I woke up in a good mood today, I really did. Once the commuting started though, my day took a decided turn south. And — so far — I’ve had three Cranky Frankie moments today.

  1. Claustrophobia Express. Longtime followers of iFlipFlop (my pre-Frank days) will know that I once sat next to a guy who refused to let me up when the train stopped. He wanted to be the last off the train and kept me pinned in the seat even though I told him I wanted off. Back then, I stood up and shoved past him. He said something sarcastic like “Oh, I’ll bet you have a nice education.” Upon which I wheeled around as he was standing in the aisle and busted past him. Education my ass — I showed him a deuce and a half. Here’s a little little physics, asshole: Force equals mass times acceleration. Which leads me to today — that same guy plunked down next to me at Byrn Mawr. I swelled up like a puffer fish.
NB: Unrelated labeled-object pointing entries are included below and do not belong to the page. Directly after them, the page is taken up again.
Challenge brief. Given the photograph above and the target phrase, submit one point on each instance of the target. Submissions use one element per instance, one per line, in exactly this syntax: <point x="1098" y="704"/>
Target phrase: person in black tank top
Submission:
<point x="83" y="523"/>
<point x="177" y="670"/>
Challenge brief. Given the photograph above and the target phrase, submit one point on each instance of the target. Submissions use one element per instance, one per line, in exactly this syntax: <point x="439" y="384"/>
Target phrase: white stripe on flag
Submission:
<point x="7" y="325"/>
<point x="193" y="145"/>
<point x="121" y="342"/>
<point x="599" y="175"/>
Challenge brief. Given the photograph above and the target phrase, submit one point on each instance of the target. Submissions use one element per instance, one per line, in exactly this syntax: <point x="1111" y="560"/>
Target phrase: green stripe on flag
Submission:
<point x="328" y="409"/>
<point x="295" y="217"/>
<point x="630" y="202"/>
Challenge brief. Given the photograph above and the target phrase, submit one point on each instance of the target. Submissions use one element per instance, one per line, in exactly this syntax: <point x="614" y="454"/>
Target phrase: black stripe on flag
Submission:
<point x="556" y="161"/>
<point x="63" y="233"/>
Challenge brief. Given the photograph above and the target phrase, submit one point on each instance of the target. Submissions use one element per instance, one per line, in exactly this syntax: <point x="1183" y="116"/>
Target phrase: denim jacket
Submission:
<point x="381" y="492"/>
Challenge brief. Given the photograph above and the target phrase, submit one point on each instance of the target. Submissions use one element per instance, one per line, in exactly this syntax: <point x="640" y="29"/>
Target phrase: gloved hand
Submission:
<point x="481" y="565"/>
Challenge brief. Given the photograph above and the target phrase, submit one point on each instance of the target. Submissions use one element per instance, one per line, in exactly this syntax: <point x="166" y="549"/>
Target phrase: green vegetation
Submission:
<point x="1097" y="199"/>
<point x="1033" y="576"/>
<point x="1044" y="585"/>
I stared him down. And decided that I just didn’t feel like mussing his chrome-dome comb-over. I let him sit on the inside.
  2. Filthadelphia. I was walking behind Smokey Joan heading south on 17th Street. She fished out her last ciggie, crumpled up her Newport pack, and tossed it into a planter. Just like that. It’s bad enough that smokers toss cigarette butts everywhere, but how hard is it to toss things in the trash? Not in Filthadelphia, the dirtiest city in America.
  3. Going Postal. The buzzer at our building is broken. And since our office is on the first floor, we have the joy of hearing people knocking on the door. But not our postman. Today he practically pounded the door down. When I went out there he said, “You gotta get that buzzer fixed.” I said, “Yeah, we talked to the building owner.” Then he started winding up. And for the first time I got to say right to a postman’s face: “Don’t go postal, man.” He lost it. Said he wouldn’t deliver our mail. I said okay. I hope he doesn’t go postal. Really.

So, how’s that for a start to the day? I’m thinking I should remove myself from civil society for the day. Although maybe that’s it. I hope so. I don’t want to get a blow torch and a pair of pliers, then go all medieval on someone’s ass. (Okay, I never would, but I loved that line in Pulp Fiction.)

I think I’ll go out for a Happy Meal.